Two little known Cogswell Children

    What happened to Elizabeth Cogswell, oldest daughter of John and Elizabeth (Thomson) Cogswell?  She was baptized September 15th, 1616, in Westbury, Wiltshire, England, and came with her parents to America in 1635.  According to Descendants of John Cogswell, on July 31st, 1657 she married Nathaniel Masterson at about age 41.  In Cogswell records, her story ends there.  According to History of York Maine, Vol. I. by Charles Edward Banks (Regional Publishing Company: Baltimore, MD. 1931) they moved to York, and had three daughters: Sarah, Abiel and Elizabeth fairly soon after the marriage.  On January 24th, 1692, a morning attack by the Abenaki Indians resulted in the death of forty or more colonists and the capture of eighty, who were herded to Canada, many dying en route.  This became known as the York Candlemas Massacre.  Nathaniel and Elizabeth were probably among those killed.  

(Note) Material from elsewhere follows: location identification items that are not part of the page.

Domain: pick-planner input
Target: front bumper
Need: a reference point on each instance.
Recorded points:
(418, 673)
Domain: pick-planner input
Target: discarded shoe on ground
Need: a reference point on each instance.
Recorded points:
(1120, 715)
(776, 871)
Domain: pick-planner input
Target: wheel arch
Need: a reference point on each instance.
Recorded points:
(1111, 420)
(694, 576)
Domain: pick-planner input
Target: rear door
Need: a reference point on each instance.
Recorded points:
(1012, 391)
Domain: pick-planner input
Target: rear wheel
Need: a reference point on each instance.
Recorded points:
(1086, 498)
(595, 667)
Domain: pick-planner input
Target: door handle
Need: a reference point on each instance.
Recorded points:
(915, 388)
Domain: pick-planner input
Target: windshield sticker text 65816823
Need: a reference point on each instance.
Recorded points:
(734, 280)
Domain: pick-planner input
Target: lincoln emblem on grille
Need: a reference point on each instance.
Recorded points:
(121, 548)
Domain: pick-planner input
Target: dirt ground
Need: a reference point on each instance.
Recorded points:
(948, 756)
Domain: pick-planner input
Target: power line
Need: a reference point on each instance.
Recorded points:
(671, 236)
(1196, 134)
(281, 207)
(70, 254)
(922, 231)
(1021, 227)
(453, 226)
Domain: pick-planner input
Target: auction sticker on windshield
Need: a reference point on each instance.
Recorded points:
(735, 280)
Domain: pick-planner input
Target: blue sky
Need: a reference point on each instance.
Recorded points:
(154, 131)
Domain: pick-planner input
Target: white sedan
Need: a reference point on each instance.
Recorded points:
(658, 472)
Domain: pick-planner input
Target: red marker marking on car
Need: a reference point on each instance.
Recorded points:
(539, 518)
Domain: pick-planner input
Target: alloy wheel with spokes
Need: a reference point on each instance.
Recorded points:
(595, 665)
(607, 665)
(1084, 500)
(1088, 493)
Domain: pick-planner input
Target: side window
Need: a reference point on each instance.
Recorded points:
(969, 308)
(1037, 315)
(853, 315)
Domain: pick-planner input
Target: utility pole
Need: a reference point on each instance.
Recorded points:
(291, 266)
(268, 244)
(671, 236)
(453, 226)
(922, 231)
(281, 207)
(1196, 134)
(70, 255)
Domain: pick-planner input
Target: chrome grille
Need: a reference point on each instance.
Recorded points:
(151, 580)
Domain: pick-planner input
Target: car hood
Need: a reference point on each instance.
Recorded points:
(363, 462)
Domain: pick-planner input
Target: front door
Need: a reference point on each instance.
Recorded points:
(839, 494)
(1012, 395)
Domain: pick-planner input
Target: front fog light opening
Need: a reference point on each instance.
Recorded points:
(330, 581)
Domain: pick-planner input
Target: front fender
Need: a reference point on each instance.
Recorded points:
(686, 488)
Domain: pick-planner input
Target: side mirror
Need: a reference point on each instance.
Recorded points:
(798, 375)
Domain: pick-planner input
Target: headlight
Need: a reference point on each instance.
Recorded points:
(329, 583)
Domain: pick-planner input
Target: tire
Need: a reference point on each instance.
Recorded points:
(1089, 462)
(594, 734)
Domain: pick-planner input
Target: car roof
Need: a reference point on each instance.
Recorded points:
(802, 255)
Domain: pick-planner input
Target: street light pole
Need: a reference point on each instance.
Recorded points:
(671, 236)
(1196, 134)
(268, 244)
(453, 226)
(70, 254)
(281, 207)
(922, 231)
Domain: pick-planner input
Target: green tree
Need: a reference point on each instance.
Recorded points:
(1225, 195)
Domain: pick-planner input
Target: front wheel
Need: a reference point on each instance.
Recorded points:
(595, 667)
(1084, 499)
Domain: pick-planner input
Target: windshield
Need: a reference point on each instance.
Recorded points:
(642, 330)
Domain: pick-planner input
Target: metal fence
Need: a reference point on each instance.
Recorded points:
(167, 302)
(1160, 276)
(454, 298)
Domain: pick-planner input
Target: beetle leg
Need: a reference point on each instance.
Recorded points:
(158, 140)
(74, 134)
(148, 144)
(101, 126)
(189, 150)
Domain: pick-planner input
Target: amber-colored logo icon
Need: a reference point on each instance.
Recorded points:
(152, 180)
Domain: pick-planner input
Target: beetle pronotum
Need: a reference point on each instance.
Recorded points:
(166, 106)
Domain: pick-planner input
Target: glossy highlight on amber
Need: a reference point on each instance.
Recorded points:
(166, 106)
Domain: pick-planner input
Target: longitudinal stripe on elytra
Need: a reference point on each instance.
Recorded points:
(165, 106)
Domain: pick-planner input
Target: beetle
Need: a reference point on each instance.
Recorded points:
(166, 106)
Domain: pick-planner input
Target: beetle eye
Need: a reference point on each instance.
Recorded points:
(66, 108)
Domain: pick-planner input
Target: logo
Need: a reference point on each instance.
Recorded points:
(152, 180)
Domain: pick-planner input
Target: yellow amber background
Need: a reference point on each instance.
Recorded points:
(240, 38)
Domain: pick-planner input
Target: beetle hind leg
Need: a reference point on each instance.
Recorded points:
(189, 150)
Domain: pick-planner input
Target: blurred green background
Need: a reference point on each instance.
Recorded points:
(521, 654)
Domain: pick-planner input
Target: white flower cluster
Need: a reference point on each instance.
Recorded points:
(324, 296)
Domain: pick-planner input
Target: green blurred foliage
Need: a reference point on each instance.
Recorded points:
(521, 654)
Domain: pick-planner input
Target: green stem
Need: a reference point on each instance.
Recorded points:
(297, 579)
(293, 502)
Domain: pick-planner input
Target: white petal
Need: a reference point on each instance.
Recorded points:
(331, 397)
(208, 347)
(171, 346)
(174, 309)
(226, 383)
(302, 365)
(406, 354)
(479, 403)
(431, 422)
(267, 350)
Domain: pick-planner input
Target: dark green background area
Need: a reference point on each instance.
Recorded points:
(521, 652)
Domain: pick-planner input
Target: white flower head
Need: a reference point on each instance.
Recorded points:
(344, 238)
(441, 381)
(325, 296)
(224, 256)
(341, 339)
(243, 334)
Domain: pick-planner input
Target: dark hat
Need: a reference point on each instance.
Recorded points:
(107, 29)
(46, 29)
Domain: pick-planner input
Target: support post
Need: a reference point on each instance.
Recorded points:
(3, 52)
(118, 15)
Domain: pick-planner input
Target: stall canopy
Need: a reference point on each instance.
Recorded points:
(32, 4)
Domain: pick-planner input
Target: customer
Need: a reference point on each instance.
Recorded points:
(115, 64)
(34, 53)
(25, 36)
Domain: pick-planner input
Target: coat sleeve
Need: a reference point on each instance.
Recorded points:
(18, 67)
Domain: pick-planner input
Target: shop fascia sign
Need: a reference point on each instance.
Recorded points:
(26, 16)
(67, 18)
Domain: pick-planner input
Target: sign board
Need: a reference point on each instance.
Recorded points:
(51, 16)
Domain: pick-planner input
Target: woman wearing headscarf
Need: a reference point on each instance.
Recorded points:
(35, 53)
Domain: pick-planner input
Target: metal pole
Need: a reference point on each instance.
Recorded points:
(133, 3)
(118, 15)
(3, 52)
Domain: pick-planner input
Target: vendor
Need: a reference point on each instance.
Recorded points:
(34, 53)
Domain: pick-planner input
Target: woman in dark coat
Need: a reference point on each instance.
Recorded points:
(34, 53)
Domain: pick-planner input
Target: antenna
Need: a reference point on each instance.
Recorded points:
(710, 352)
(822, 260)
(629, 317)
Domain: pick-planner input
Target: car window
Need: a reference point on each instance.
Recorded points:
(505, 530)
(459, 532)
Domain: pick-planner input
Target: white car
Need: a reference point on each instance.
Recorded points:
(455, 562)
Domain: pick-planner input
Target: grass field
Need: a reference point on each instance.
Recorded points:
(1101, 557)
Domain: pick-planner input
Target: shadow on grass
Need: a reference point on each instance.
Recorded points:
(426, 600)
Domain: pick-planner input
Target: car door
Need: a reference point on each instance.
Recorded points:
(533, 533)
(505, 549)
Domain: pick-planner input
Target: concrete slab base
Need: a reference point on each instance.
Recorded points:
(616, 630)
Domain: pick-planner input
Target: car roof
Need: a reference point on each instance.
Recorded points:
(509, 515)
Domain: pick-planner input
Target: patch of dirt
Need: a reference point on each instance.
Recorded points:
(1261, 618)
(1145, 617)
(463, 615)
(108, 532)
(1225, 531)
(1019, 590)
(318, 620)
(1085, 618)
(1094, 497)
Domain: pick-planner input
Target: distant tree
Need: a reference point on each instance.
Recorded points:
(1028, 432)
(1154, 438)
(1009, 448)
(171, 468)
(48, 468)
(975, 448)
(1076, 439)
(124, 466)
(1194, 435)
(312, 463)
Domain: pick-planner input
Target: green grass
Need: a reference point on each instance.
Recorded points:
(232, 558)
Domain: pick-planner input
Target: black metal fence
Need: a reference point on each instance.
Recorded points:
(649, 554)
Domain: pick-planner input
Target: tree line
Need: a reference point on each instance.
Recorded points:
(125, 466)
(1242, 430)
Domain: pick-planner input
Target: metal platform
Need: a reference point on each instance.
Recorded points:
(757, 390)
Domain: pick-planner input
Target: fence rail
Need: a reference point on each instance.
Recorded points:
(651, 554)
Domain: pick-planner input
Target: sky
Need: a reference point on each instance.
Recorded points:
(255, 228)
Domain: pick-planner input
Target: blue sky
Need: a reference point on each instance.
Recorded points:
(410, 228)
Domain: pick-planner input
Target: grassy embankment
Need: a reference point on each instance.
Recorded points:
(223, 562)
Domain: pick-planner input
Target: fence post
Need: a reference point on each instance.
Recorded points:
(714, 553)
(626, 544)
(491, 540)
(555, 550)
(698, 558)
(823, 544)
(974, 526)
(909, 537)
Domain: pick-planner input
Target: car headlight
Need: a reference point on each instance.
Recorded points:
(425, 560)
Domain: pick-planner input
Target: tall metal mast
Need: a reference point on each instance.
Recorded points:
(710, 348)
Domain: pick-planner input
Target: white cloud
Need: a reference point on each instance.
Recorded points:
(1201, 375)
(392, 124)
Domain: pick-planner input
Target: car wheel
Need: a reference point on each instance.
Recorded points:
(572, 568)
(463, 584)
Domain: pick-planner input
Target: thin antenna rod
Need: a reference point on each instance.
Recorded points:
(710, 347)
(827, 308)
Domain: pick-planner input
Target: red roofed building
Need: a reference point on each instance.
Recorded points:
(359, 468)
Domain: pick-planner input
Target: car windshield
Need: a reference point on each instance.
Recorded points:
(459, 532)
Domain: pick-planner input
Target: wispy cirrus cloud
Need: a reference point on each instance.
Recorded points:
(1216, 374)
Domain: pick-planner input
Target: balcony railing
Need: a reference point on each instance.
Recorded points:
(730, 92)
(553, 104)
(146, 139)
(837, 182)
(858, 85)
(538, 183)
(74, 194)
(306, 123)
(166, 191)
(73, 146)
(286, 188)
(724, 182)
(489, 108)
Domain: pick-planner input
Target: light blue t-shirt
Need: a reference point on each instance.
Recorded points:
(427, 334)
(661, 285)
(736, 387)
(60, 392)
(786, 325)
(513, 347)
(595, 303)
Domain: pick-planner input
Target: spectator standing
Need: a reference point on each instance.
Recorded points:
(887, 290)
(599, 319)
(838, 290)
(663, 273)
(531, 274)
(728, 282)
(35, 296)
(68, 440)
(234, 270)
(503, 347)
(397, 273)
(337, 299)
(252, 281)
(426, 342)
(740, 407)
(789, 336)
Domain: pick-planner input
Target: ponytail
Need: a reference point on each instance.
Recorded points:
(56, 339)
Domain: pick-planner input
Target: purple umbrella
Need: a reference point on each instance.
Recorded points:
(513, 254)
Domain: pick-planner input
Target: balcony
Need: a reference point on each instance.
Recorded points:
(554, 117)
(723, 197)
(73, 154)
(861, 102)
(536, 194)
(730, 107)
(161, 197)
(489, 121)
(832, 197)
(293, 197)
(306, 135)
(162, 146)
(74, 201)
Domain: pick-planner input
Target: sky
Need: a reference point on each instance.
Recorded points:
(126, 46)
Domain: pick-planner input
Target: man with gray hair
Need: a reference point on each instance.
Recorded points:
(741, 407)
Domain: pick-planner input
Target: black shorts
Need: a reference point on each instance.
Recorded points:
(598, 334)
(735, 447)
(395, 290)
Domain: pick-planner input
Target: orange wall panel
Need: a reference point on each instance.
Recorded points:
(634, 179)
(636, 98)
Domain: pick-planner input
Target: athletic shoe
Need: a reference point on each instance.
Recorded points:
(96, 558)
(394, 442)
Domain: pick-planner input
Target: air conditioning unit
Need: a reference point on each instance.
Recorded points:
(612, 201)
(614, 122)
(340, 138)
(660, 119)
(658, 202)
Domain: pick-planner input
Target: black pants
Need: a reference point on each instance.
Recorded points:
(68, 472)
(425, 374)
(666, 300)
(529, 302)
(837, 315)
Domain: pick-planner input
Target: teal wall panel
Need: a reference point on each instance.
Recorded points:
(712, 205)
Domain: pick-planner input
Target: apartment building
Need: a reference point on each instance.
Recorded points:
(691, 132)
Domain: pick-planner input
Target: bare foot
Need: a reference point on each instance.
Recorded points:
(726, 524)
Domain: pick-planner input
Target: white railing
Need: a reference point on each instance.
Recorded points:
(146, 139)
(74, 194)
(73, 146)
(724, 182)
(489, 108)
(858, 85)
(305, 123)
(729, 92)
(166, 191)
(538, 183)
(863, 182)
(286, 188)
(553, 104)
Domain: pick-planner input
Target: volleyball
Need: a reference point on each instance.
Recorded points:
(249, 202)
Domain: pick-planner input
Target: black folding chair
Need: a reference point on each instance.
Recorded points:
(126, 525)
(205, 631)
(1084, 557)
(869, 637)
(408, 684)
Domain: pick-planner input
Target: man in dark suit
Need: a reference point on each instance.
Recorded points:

    Edward Cogswell was the third son of John and Elizabeth (Thomson) Cogswell.  He was baptized April 16th, 1630 in Westbury Leigh, Wiltshire, England.  At the age of five or six he accompanied his parents on the Angel Gabriel to the new world.  He is not mentioned in his father’s will, (1669) and that leads some to believe he died early in life – at least before his father in 1669.  However, there do exist three items which suggest he was still living when his father died.  In Ipswich Records – Hammatt Papers, II, 59, we find "1670, March 29, Thomas Bragg and Edward Cogswell, for fighting in the meeting-house on the Lord’s day, in the time of exercise, fined 10s (shillings) a piece and costs and fees."  In Records and Files of the Quarterly Courts of Essex County Massachusetts Volume VI, we find that On Dec. 20th, 1671, Edward Cogswell was witness to a bond given by “Samuel Cogswell of Ipswich to his uncle William Cogswell of Ipswich, for enough white oak timber to make 10,000 barrel staves and heading, said timber growing on the pasture land on the southeast side of Jebaco (Chebacco) River.”  Finally, in the Records of the proprietors of Narraganset Township, No. 1, now the Town of Buxton, York County, Maine, we learn that In 1735, Emerson Cogswell claimed land in the Narraganset tract in the right of Edward Cogswell, who apparently fought in 1675-76 in King Philip’s War.  Emerson Cogswell on the right of Edward Cogswell was granted lot number 28 on a raing of lots known by the letter D and/or number 1 on a raing of lots known by the letter E.  The next Edward Cogswell of whom we know was not born until 1686.  So it seems likely that Edward Cogswell lived until at least 1675.